Johnson & Johnson, the drug’s maker, put together an expert panel that said the only way to answer the safety question was to do a large study. That led to the study that Dr. Califf directed, which enrolled anyone who came to any of 450 participating hospitals around the world with heart failure and complaining of difficulty breathing. Participants were randomly assigned to get an infusion of nesiritide or saline. Researchers asked two main questions: Were the patients still alive a month later? And were they readmitted to the hospital?


The study’s executive committee is still debating what to conclude, Dr. Califf said. No one thinks the drug should be pulled from the market, he added, because some patients may get breathing relief even though the drug was not effective for the participants as a whole.


“But the major message is that if you don’t do the right studies you just don’t know” about risks and benefits, Dr. Califf said. “And you are at risk of making serious errors.”


Cardiologists have similar questions about the effectiveness of Zetia, an eight-year-old cholesterol drug that Dr. Califf is also studying. It has been beset by doubts about whether it improves heart health.


The Food and Drug Administration approved Zetia, which lowers LDL, or “bad” cholesterol, in 2002. In 2004, the agency approved a related drug called Vytorin, which combines Zetia and a statin called simvastatin.


Both are made by Merck. Together, they have had worldwide sales of $26.8 billion, according to IMS Health, a firm that tracks drug sales, and have been taken by millions of Americans.


But eight years after Zetia came on the market, many cardiologists say they still don’t know whether taking Vytorin is better for the heart than using a statin alone.


That is because statins like Crestor, which work by blocking the production of cholesterol in the liver, have proven to cut the risk of cardiovascular problems. Zetia, however, acts differently; it works in the gut, where it inhibits the absorption of cholesterol from food. Zetia alone modestly reduces bad cholesterol, and the combination pill significantly reduces LDL.


But studies so far have failed to demonstrate a cardiac benefit to the drugs. Now there is a new Zetia study, due to be presented this week at a kidney conference in Denver, which looked at whether the combined pill reduces heart attacks and strokes in patients with kidney disease, who are at high risk for heart problems.


But the study is unlikely to resolve the Zetia question because it did not involve a group of patients taking a statin alone. Doctors still won’t know whether the combined pill works better than statins, which are available as inexpensive generics.

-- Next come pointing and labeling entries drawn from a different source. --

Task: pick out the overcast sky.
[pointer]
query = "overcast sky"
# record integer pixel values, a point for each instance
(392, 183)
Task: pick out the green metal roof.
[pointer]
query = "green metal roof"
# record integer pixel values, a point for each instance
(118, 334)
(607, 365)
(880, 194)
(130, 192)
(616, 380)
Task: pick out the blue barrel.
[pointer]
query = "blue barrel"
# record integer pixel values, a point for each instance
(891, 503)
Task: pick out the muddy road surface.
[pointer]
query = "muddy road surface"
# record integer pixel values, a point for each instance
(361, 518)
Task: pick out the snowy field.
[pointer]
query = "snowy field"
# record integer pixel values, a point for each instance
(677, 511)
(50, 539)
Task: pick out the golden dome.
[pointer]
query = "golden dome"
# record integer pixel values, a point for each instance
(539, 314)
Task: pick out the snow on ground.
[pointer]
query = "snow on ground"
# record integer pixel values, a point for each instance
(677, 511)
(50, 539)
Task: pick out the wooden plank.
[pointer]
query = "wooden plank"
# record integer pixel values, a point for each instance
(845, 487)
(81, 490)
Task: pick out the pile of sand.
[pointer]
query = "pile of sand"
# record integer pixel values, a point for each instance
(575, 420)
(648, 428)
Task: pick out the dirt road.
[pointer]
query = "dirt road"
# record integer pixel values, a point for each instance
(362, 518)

To try to answer the health-benefit question, Merck has sponsored one of the largest clinical trials ever conducted on cholesterol drugs. The trial, which started in 2005 and is due to be completed in 2013, involves about 18,000 patients at 1,046 sites around the world. It is taking years to complete because researchers set a goal of tallying 5,200 major cardiovascular problems in order for the project to end, said Dr. Luciano Rossetti, the head of global scientific strategy at Merck Research Laboratories.


“I don’t see a problem with the timing considering what it takes to do a trial like this,” Dr. Rossetti said. “I think it is great that we are committed to finding out that answer.”


Dr. Califf, who is one of two principal investigators on the Zetia trial, said it was common for the main outcomes study to lag years behind the approval of a drug, but he said the practice was a problem for doctors who practice evidence-based medicine.


“F.D.A. by mandate could require studies, but that wouldn’t be necessary if clinical trialists and academic medical centers stuck to their guns and demanded the evidence before they used the drugs on a wide scale,” he said, referring to both Zetia and nesiritide.


Drug makers also bear a responsibility to conduct rigorous studies before they start widely promoting medications, he added.


“Huge amounts are spent on marketing that could have been spent on a clinical trial,” he said.


This article has been revised to reflect the following correction:


Correction: November 15, 2010


???An earlier version of this article misstated the number of trial sites in Merck's study of cholesterol drugs. It is 1,046, not 380.